Ils n’ajoutèrent pas un mot jusqu’à ce que le soleil soit au zénith. Ils progressèrent en silence, avec prudence, à l’affût du moindre bruit trahissant la présence d’un cadavre itinérant dissimulé dans les hautes herbes.  Ils tombèrent sur un chemin de terre et le suivirent un moment jusqu’à ce qu’une maison se dessine devant eux. En se rapprochant, ils se rendirent compte que c’était en réalité une maison à laquelle était accolée une grange.
Ils firent un rapide tour du propriétaire, aucun zombie ne traînait aux alentours.
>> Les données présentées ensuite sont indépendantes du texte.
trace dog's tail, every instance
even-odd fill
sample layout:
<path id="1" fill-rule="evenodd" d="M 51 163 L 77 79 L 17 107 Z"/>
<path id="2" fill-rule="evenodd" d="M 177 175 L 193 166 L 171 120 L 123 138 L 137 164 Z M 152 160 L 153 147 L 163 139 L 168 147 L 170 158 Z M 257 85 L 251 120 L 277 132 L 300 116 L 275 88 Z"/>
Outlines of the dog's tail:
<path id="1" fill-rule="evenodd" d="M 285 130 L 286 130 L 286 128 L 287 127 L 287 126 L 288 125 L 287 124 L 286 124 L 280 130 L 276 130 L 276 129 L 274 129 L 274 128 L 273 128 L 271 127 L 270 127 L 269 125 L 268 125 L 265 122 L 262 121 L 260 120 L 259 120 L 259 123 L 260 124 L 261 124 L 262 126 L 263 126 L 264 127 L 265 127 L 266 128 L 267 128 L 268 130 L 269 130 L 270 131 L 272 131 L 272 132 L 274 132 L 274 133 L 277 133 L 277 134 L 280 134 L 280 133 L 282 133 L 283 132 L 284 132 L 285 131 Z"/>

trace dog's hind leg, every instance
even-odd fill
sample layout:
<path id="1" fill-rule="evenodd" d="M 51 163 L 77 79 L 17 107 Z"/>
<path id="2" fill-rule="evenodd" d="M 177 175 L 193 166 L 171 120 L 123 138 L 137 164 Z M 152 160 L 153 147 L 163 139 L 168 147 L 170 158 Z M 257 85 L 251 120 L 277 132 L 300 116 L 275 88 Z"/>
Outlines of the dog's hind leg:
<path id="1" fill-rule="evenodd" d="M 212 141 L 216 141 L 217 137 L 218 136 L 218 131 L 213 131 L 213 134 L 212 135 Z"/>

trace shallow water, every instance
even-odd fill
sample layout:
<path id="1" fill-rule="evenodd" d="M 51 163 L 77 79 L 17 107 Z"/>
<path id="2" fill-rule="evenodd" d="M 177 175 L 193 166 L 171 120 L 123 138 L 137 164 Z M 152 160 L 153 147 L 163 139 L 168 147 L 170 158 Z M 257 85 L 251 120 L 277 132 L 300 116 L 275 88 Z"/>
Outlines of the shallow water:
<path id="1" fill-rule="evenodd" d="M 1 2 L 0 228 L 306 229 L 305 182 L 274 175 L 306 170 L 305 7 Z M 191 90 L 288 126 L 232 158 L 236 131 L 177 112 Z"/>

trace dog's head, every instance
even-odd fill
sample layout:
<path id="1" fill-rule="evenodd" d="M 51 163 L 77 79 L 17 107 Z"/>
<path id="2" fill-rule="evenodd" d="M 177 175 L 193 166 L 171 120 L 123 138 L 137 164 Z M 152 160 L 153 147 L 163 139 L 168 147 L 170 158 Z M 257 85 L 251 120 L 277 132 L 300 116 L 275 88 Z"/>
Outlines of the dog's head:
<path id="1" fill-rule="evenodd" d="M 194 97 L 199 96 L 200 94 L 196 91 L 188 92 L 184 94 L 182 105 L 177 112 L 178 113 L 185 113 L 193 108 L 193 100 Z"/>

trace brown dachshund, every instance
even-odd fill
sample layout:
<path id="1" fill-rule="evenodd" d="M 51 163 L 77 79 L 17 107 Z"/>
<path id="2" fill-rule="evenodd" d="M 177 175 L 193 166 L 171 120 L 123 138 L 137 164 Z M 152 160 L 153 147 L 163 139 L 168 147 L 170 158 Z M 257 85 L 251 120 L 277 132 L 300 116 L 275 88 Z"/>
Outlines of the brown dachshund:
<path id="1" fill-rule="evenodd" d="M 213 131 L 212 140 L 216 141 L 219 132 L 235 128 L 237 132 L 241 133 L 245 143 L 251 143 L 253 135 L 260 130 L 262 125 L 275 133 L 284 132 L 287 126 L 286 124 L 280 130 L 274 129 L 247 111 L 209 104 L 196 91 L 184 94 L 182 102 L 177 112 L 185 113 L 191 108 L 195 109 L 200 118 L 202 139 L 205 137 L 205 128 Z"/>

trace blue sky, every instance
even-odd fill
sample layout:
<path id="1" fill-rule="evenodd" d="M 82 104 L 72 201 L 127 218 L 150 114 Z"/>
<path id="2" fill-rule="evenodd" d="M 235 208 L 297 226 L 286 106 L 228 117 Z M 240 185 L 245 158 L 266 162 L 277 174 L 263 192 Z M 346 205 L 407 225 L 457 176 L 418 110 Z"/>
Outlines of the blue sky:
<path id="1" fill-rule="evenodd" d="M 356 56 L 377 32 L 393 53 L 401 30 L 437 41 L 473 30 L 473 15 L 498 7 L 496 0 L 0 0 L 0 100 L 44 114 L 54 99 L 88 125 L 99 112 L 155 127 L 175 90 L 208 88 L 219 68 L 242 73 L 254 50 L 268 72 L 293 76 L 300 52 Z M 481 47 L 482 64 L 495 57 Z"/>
La plupart des fenêtres étaient barricadées et les engins agricoles se trouvaient dans la cours. Il y avait fort à parier que les propriétaires se trouvaient encore dans le coin, restait à savoir dans quel état.
Driss renonça à l’exploration de la grange, il y faisait trop sombre et sans lampe-torche c’était un risque trop important à prendre. Il se contenta donc de bloquer la porte solidement en l’entravant avec une pelle et un râteau à manche métallique abandonnés dans la cours pendant que Lydia faisait le guet. Ils se dirigèrent ensuite vers la maison tous les deux. Celle-ci était un petit bâtiment carré en brique rouge comprenant un seul un seul étage et complété par un toit de tuiles ocres.
Le policier s’approcha prudemment de la porte et frappa plusieurs coups à la porte avec la crosse de son arme afin de vérifier si quelqu’un était présent.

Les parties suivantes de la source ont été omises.